Gaze Patterns during Parent-Child Versus Clinician-Child Interactions

Poster Presentation
Friday, May 11, 2018: 5:30 PM-7:00 PM
Hall Grote Zaal (de Doelen ICC Rotterdam)
E. Ajodan1, B. Silver2, M. R. Silverman1, A. Southerland3, K. Chanda3, E. A. Stubbs3, C. Lord4, J. Rehg3, A. Rozga3 and R. M. Jones2, (1)Sackler Institute for Developmental Psychobiology, New York, NY, (2)Weill Cornell Medicine, New York, NY, (3)Georgia Institute of Technology, Atlanta, GA, (4)University of California Los Angeles, Los Angeles, CA
Background: Atypical eye contact during social interactions is a hallmark of autism spectrum disorder (ASD). Prior literature suggests that social communication behavior varies in children with ASD depending on whether they are interacting with a familiar or unfamiliar person. It is unknown if young children with ASD will vary their gaze pattern depending on whether they are interacting with a clinician or their caregiver.

Objectives: We examined the frequency and duration of direct gaze in young children with ASD when engaging with their caregiver versus a clinician during a semi-structured play interaction.

Methods: 18 more verbally able children diagnosed with ASD (mean 40 months;25-59 months, mean VIQ= 80; mean NVIQ= 87) completed a modified version of the Brief Observation of Social Communication Change (BOSCC), while seated at a table. Children first completed the BOSCC with a clinician, and then completed the same procedures with their caregiver.

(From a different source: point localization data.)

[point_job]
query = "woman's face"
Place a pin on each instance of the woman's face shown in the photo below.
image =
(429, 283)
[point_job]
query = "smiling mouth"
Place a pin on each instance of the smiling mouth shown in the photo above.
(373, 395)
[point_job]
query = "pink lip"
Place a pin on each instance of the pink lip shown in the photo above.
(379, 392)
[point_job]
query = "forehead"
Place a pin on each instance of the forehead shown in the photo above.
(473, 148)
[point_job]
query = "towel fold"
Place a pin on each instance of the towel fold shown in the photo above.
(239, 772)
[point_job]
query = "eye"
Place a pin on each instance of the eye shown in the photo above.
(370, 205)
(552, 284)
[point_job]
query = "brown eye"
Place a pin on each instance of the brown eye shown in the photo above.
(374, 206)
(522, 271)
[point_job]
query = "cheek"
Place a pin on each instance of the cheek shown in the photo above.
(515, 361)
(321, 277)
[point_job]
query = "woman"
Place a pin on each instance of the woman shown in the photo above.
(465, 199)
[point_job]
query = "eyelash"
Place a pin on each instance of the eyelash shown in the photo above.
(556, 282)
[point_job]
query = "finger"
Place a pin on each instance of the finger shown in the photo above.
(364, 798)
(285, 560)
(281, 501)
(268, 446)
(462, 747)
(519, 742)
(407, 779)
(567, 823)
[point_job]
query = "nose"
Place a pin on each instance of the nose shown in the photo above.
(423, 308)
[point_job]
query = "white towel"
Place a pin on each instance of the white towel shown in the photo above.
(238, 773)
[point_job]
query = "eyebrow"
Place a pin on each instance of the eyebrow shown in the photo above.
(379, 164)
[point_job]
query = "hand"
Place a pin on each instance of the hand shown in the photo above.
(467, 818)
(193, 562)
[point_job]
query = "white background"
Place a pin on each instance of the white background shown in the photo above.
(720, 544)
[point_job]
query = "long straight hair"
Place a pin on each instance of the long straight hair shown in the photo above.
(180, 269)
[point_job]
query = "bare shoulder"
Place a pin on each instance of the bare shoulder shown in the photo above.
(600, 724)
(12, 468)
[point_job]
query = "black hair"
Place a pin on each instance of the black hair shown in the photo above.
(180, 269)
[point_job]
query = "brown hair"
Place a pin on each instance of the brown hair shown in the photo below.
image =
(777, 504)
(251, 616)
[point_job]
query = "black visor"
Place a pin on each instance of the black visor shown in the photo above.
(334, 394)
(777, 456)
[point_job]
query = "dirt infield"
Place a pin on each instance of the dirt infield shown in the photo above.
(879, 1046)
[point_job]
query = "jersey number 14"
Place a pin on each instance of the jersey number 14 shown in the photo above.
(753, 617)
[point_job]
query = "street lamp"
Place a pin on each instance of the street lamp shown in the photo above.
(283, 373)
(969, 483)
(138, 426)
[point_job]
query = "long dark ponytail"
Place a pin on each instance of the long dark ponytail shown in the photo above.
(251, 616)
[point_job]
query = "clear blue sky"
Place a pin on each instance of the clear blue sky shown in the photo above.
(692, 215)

The adult sat across from the child and wore a pair of Pivothead Kudo glasses that had an outward facing camera embedded between the eyes, so that the videocamera readily captured the child’s face and shifts in eye gaze to the adult. Video data was manually coded at the frame level using Mangold Interact for the child’s direct gaze to the adult. Repeated Measures ANOVAs determined differences in the duration and frequency of direct gaze across the two conditions (unfamiliar clinician versus caregiver). Age, verbal IQ and autism symptom severity (ADOS CSS) were included as covariates to determine whether child characteristics influenced gaze patterns.

Results: The frequency and duration of gaze were not significantly different during play interactions with a caregiver versus an unfamiliar clinician (p’s >0.2). Of note, there were no differences between caregivers and clinicians in how well they captured the child’s gaze with the Pivothead glasses, suggesting the lack of condition effects were not explained by sampling differences. There were no significant interaction effects with age, VIQ or ADOS severity scores (p’s > 0.1). A pilot sample of two children completed the procedures twice across three months, before and after their caregivers completed a 12-week behavior training program at the clinic and there were also no significant differences in gaze frequency or duration across condition (p=0.5) or time point (p=0.6) and no interaction (p=0.3).

Conclusions: Surprisingly, there were no differences in gaze patterns in young children with ASD when interacting with their caregiver compared to an unfamiliar clinician. This data represents a subset of participants as data collection is ongoing, thus a larger sample size may illuminate more subtle differences in gaze behavior across the two conditions. Determining whether familiarity can facilitate gaze patterns in young children with ASD may ultimately be a critical first step for designing treatment strategies that address social communication difficulties.